If a reply-to field is not present, we will follow up with the email address you used to send the email.
It is advised to provide a backup email address if you cannot access your primary email address, along with your Modslides username if applicable.
If we follow up on your report and you do not reply within 14 days, your report will automatically be discarded.
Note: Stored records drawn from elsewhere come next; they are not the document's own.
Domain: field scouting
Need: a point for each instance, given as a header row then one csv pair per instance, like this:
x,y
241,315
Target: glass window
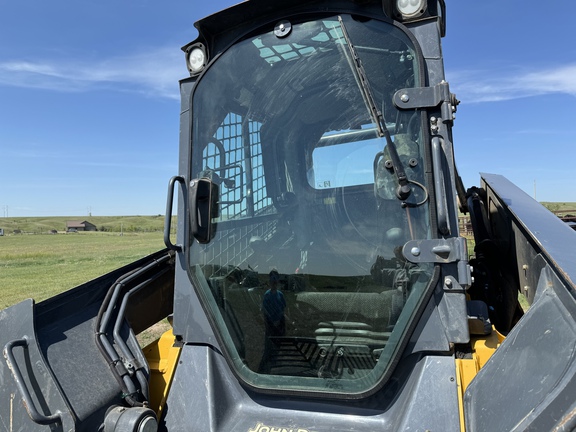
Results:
x,y
304,279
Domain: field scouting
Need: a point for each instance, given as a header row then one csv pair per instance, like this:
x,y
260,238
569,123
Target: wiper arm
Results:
x,y
403,190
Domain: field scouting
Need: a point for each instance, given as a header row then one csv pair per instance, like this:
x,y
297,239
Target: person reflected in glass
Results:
x,y
273,308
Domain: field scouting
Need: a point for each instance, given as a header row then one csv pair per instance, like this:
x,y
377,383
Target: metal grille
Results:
x,y
235,157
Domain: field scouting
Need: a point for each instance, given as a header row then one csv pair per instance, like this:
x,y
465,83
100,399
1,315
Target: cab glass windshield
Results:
x,y
303,278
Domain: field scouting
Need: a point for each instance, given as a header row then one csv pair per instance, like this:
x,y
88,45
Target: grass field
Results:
x,y
41,265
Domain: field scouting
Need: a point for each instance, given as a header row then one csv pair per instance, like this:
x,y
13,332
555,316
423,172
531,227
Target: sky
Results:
x,y
89,99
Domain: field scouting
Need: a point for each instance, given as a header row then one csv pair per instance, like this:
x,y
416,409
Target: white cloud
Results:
x,y
497,85
154,73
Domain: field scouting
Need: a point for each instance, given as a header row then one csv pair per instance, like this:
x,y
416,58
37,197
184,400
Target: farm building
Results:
x,y
72,226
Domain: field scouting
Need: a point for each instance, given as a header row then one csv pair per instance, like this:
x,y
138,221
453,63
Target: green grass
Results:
x,y
41,266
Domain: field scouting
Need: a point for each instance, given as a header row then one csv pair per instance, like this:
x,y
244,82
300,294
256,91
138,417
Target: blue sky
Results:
x,y
89,102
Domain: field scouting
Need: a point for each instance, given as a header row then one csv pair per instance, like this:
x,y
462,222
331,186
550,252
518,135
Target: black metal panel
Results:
x,y
27,387
421,396
530,382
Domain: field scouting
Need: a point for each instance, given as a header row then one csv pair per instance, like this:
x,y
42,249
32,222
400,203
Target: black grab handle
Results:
x,y
27,398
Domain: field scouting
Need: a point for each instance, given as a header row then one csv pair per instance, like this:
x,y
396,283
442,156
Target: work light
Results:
x,y
196,58
411,8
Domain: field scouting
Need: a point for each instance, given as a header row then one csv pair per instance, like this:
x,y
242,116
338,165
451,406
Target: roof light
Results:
x,y
411,8
196,58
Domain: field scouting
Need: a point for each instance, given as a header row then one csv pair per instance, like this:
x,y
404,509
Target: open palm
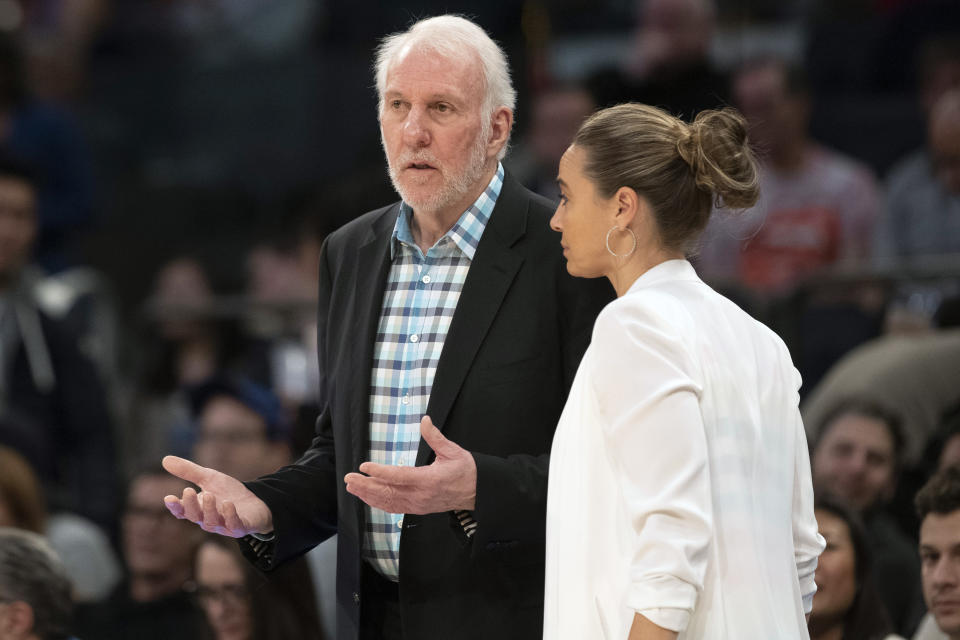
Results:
x,y
224,505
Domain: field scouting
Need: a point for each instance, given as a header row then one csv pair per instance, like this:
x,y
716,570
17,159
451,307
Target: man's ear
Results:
x,y
501,122
16,620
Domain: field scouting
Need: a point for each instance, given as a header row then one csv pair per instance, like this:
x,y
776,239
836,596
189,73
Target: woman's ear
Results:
x,y
628,205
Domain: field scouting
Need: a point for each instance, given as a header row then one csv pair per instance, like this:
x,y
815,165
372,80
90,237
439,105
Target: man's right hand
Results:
x,y
224,505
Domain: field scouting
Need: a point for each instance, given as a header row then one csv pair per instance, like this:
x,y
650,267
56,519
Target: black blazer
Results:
x,y
515,341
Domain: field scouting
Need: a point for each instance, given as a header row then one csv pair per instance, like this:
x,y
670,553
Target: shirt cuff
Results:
x,y
672,619
264,537
467,522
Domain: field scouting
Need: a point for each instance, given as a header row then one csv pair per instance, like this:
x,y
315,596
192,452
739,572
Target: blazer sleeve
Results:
x,y
649,400
302,497
511,504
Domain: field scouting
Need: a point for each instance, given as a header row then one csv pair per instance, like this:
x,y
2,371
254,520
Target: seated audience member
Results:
x,y
240,603
922,212
911,375
816,208
938,506
34,589
82,547
856,460
670,64
557,114
50,392
241,429
151,603
185,345
846,605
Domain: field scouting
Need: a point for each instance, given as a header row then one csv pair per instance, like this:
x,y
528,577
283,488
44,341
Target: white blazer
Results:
x,y
679,476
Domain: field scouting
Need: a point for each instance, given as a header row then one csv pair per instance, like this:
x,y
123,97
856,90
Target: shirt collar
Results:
x,y
466,232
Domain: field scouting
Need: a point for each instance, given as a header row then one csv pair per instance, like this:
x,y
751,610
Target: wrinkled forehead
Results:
x,y
419,68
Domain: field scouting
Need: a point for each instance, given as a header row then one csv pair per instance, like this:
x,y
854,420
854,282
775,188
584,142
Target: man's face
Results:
x,y
154,542
773,116
233,439
854,460
18,225
945,149
940,564
432,131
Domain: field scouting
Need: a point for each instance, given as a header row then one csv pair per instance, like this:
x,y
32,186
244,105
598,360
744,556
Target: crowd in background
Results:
x,y
169,169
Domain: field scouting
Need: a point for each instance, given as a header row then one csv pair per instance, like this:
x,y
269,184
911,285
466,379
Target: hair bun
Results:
x,y
715,147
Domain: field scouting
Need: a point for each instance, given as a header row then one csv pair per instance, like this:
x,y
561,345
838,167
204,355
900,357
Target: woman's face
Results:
x,y
584,218
223,595
836,571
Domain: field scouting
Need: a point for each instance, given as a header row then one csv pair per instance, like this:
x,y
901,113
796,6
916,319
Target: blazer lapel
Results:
x,y
494,267
372,268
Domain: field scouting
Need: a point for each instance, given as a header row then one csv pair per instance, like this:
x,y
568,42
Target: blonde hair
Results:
x,y
681,169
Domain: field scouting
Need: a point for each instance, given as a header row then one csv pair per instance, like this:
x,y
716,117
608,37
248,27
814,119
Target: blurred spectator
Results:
x,y
557,114
50,140
152,602
241,604
856,459
670,65
34,589
846,605
242,431
922,213
817,207
938,506
184,343
913,376
240,428
55,405
83,548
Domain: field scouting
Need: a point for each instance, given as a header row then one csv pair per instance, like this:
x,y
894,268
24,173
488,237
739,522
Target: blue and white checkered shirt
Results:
x,y
418,305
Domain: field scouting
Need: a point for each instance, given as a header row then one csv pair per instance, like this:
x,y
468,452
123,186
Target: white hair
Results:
x,y
454,38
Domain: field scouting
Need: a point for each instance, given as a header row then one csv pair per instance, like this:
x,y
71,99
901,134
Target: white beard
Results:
x,y
455,185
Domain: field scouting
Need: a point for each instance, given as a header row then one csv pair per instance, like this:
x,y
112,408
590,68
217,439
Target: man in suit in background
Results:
x,y
448,316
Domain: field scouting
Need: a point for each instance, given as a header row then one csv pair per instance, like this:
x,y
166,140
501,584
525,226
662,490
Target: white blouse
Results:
x,y
679,476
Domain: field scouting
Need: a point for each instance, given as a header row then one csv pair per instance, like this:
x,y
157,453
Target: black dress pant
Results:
x,y
379,607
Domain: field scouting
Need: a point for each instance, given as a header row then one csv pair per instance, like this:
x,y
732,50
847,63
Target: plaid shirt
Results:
x,y
418,305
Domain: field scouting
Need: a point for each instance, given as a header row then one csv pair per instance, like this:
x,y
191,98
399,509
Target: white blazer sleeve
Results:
x,y
649,405
807,541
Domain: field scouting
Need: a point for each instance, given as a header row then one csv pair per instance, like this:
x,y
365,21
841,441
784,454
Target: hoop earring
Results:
x,y
628,253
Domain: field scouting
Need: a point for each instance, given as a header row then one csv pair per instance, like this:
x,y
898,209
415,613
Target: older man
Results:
x,y
448,316
34,589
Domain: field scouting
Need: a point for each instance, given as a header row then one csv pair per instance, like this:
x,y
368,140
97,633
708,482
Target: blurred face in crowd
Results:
x,y
432,131
776,119
232,438
836,570
557,117
950,455
18,226
222,592
855,460
944,137
940,565
153,542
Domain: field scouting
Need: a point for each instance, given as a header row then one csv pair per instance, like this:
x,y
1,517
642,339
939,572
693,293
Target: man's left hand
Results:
x,y
447,484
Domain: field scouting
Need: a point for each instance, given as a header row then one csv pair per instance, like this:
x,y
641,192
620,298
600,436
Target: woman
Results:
x,y
240,604
847,605
680,501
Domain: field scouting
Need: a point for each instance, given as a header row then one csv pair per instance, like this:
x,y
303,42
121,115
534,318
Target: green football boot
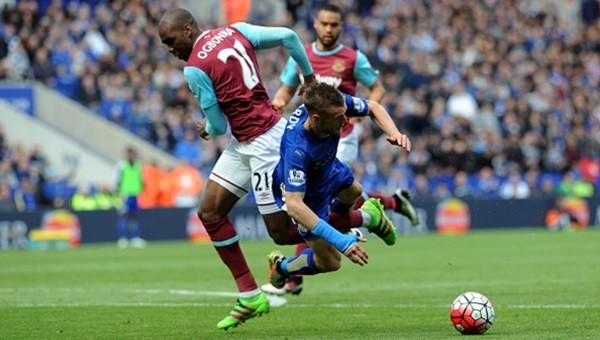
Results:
x,y
380,224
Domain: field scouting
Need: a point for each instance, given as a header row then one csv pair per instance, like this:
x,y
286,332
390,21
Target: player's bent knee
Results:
x,y
329,263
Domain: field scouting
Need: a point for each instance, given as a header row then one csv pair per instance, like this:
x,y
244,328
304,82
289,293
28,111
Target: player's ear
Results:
x,y
187,30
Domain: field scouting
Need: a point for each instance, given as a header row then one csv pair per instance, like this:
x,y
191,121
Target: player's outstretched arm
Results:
x,y
344,243
382,118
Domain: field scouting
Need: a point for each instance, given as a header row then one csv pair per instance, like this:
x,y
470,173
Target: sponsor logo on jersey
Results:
x,y
214,41
338,66
359,105
297,177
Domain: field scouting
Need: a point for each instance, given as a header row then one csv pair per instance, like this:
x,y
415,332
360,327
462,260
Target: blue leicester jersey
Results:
x,y
306,162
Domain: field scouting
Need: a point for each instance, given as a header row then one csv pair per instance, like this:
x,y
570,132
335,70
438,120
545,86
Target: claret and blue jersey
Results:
x,y
308,163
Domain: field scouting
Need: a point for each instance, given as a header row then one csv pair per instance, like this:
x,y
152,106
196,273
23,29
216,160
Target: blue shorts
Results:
x,y
130,205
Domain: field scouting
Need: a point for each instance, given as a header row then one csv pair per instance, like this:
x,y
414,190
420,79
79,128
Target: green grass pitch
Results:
x,y
544,285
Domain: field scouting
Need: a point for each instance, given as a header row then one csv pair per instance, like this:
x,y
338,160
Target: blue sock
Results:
x,y
300,264
134,230
339,207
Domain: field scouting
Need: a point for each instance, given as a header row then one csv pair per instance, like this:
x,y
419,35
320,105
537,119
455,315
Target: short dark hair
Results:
x,y
329,7
177,18
318,97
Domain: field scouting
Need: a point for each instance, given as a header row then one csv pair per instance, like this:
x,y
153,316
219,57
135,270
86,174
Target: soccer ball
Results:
x,y
472,313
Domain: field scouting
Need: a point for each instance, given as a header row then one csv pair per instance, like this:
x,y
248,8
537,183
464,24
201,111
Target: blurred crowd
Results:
x,y
500,98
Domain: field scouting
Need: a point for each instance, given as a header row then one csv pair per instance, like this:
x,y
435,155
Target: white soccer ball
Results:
x,y
472,313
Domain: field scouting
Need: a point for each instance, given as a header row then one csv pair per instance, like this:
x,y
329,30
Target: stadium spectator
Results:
x,y
84,199
343,68
57,189
307,178
572,185
106,199
129,185
514,187
462,186
25,196
188,149
220,87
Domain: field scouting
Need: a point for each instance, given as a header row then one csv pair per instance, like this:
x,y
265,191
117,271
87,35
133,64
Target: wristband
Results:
x,y
340,241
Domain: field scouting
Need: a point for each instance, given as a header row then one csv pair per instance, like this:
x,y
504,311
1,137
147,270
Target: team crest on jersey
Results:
x,y
338,66
297,177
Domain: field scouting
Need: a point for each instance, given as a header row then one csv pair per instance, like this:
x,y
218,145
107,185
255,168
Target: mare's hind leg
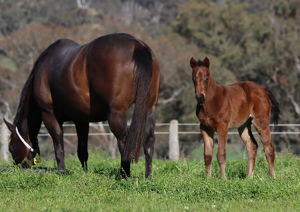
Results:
x,y
82,130
55,130
118,125
251,145
149,144
263,128
207,134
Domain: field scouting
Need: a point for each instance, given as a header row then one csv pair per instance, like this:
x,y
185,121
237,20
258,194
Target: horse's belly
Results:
x,y
239,118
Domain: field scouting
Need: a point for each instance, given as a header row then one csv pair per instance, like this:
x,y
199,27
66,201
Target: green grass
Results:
x,y
176,186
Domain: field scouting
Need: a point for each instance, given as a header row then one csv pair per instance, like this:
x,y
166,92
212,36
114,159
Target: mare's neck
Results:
x,y
21,121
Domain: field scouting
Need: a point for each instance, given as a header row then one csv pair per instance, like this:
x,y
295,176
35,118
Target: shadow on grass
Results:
x,y
35,169
108,172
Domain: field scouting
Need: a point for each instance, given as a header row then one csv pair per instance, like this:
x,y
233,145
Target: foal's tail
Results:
x,y
274,107
143,75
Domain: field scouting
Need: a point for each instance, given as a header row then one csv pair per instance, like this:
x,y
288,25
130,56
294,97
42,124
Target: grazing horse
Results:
x,y
94,82
239,105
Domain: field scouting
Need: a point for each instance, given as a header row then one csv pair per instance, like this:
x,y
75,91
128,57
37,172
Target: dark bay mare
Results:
x,y
239,105
89,83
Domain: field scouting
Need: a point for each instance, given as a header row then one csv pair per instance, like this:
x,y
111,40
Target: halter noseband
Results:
x,y
23,141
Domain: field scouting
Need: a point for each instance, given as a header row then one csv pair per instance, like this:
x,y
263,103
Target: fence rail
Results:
x,y
102,129
45,134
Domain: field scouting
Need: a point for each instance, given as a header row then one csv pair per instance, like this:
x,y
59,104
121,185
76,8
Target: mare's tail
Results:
x,y
274,107
143,75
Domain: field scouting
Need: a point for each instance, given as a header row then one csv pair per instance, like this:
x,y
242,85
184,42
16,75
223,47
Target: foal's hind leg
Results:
x,y
207,134
251,146
82,130
264,131
149,144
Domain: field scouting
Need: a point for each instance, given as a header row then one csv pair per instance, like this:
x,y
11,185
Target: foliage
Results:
x,y
245,40
176,186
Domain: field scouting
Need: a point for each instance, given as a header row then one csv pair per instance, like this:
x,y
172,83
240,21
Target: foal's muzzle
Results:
x,y
200,99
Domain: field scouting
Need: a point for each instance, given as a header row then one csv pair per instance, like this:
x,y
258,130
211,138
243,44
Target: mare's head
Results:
x,y
20,153
201,77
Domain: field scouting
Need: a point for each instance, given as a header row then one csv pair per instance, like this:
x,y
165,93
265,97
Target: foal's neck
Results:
x,y
212,87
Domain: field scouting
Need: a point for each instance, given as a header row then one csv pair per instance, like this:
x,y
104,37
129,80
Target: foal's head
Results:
x,y
201,77
20,153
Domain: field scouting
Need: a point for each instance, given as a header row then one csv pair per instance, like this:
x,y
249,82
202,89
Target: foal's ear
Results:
x,y
9,125
193,62
206,62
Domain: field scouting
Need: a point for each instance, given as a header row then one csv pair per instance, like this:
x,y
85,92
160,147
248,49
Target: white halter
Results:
x,y
23,141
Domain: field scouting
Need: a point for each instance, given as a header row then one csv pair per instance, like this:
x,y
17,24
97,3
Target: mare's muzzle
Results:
x,y
200,99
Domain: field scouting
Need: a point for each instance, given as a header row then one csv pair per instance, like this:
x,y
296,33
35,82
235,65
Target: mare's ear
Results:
x,y
9,125
193,62
206,62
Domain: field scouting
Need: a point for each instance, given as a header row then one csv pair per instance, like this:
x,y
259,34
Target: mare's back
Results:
x,y
56,56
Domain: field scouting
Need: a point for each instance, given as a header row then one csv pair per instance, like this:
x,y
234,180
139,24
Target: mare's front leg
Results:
x,y
208,135
222,141
118,125
149,144
82,129
55,130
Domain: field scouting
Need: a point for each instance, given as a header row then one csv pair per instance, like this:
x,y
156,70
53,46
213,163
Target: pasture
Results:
x,y
175,186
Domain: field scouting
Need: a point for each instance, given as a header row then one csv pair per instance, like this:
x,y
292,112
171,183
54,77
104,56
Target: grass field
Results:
x,y
176,186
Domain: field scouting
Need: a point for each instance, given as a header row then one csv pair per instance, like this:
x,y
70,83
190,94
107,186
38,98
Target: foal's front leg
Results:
x,y
221,154
207,134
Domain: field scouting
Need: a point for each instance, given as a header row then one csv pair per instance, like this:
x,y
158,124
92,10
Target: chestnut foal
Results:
x,y
239,105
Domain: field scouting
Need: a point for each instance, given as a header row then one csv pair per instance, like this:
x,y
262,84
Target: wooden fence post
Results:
x,y
173,141
4,141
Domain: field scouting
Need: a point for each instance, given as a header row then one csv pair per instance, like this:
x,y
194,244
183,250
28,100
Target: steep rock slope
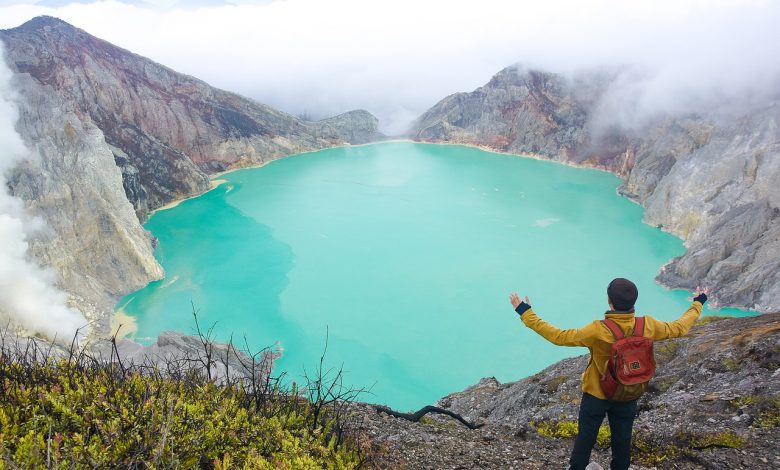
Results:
x,y
714,403
169,130
713,181
113,133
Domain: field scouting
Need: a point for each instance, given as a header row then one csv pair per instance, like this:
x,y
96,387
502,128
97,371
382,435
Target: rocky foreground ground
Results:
x,y
714,403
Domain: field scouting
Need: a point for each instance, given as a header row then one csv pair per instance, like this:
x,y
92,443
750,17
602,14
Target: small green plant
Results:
x,y
726,439
769,414
667,350
79,412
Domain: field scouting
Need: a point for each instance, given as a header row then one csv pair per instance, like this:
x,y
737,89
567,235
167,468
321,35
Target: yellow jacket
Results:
x,y
598,338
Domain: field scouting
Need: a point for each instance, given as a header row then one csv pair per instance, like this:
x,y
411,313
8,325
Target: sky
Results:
x,y
396,58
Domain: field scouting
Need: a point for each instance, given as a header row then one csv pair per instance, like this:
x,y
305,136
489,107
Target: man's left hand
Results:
x,y
514,299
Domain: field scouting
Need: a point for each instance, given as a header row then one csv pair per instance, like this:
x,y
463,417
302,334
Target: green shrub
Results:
x,y
79,413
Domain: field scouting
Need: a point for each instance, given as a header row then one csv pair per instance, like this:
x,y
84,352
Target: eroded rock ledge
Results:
x,y
714,403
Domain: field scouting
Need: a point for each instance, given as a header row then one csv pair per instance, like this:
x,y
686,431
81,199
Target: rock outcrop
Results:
x,y
714,403
113,133
711,180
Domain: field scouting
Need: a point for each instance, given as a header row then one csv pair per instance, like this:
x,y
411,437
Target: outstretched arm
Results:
x,y
679,327
572,337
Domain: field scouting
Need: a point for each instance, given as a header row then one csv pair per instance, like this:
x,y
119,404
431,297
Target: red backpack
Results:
x,y
631,363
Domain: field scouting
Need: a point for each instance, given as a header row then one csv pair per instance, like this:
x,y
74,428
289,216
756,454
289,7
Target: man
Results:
x,y
621,295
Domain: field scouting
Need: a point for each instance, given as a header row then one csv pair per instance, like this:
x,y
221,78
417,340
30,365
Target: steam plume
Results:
x,y
28,296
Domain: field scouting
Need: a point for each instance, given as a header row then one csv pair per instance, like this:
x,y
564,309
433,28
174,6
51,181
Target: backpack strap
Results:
x,y
639,326
614,328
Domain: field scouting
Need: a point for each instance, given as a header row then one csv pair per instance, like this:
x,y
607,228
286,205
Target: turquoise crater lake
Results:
x,y
405,253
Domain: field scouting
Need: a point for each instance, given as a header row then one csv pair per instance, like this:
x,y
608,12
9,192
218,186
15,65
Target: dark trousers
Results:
x,y
621,421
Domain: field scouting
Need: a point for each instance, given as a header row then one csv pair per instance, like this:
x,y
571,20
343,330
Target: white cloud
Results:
x,y
396,58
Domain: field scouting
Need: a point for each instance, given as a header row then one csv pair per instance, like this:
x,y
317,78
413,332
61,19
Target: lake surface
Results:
x,y
405,254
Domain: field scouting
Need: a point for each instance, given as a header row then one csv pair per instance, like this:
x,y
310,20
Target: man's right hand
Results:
x,y
514,299
700,294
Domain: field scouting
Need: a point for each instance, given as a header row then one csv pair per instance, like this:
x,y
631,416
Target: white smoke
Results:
x,y
28,296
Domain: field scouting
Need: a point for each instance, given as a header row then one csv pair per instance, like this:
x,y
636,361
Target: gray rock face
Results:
x,y
116,136
713,181
171,129
93,239
720,371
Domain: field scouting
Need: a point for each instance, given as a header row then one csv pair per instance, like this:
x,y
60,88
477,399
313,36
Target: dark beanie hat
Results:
x,y
622,293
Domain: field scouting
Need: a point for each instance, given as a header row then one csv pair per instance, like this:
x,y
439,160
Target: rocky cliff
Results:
x,y
714,403
712,180
114,133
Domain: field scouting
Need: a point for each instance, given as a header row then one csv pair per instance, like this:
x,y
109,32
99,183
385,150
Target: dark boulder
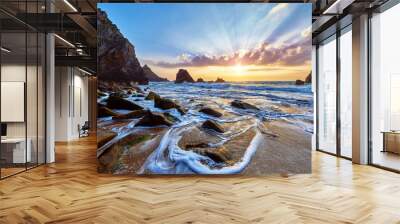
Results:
x,y
170,117
243,105
100,93
131,115
210,111
166,104
218,155
103,111
208,124
151,119
183,76
299,82
119,94
104,136
152,95
219,80
115,102
308,78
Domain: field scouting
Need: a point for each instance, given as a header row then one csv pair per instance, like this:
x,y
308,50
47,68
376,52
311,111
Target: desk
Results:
x,y
13,150
391,141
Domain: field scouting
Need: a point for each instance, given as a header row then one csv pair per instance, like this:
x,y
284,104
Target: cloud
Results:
x,y
278,8
306,32
298,53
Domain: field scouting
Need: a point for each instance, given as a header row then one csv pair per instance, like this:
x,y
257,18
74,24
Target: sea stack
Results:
x,y
183,76
151,76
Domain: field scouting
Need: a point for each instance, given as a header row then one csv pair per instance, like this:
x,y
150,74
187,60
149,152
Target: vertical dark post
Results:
x,y
316,97
338,93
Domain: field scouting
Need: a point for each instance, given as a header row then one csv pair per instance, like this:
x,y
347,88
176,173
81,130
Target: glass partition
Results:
x,y
327,96
14,153
22,88
346,93
385,89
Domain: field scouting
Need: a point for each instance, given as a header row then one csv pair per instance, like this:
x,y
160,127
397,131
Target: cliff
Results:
x,y
183,76
116,55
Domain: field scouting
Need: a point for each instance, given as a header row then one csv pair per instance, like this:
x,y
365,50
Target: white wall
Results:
x,y
71,102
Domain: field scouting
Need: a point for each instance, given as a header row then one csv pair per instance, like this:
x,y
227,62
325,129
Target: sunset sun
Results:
x,y
238,69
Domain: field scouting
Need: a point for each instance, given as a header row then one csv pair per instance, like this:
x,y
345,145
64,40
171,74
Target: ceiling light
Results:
x,y
70,5
86,72
65,41
338,6
5,50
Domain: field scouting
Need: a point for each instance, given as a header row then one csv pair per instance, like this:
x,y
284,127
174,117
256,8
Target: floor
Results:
x,y
387,159
71,191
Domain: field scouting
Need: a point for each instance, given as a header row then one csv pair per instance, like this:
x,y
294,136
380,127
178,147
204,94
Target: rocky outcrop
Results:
x,y
103,111
183,76
308,78
299,82
166,104
151,76
243,105
210,111
131,115
116,55
115,102
152,95
219,80
208,124
151,119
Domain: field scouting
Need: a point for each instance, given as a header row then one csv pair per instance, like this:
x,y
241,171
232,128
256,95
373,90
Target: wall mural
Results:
x,y
204,88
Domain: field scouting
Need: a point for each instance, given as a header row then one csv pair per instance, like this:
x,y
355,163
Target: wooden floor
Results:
x,y
71,191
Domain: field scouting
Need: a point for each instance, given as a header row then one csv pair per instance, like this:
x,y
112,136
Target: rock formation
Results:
x,y
243,105
115,102
151,76
183,76
212,125
210,111
308,78
116,55
219,80
153,119
299,82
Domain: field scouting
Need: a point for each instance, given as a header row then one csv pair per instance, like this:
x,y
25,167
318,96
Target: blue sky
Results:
x,y
174,35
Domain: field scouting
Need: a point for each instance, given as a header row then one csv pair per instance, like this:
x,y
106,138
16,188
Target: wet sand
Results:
x,y
285,149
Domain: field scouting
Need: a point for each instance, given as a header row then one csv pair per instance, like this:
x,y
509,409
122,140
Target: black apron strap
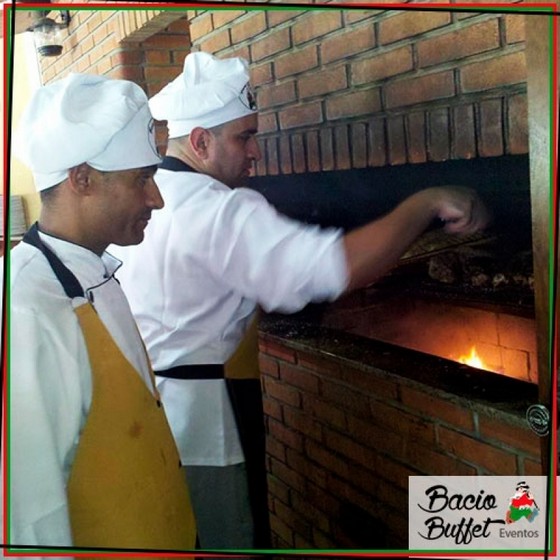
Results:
x,y
175,164
69,282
You will receive a notification about this and you will need to create another report if you wish to continue.
For security reasons, we do not accept email address domains that has one of the following TLDs (top-level domains):
| .tk | .ml | .ga | .cf | .gq |
|---|
- Brute force attacks (e.g. guessing passwords)
- DoS or DDoS attacks
- Timing attacks
- Self-exploitation (e.g. self-XSS)
- Services not fully controlled by Modslides
- Social engineering or phishing
Where possible, please also report vulnerabilities if the root cause is from another source, such as an npm package.
All other security vulnerabilities are in-scope and allowed to be tested, to a certain extent.
- Modslides will not take any legal action against users for disclosing vulnerabilities that abide by our guidelines, stated below
- Security vulnerabilities take priority over other issues, such as regular bugs
- Only Modslides maintainers will be notified of security vulnerabilities
- You must not test out-of-scope vulnerabilities
- You must not disclose vulnerabilities to anyone else until proper instructions from Modslides maintainers
- You may only test on Modslides accounts you directly own
- Testing must not affect other users, positively or negatively
- If you think testing may involve permanent or hard-to-recover damage, please do not test further and report the vulnerability
- Bug Hunter badge on Modslides Network
- White Hat badge on Modslides Network
- 11,000 Modslides Rubies Modslides Network (worth US$29.99)
- 1 month of Discord Nitro Classic (worth US$4.99), for major security vulnerabilities only
All other rewards, regardless of given by a Modslides maintainer, are unofficial and personal.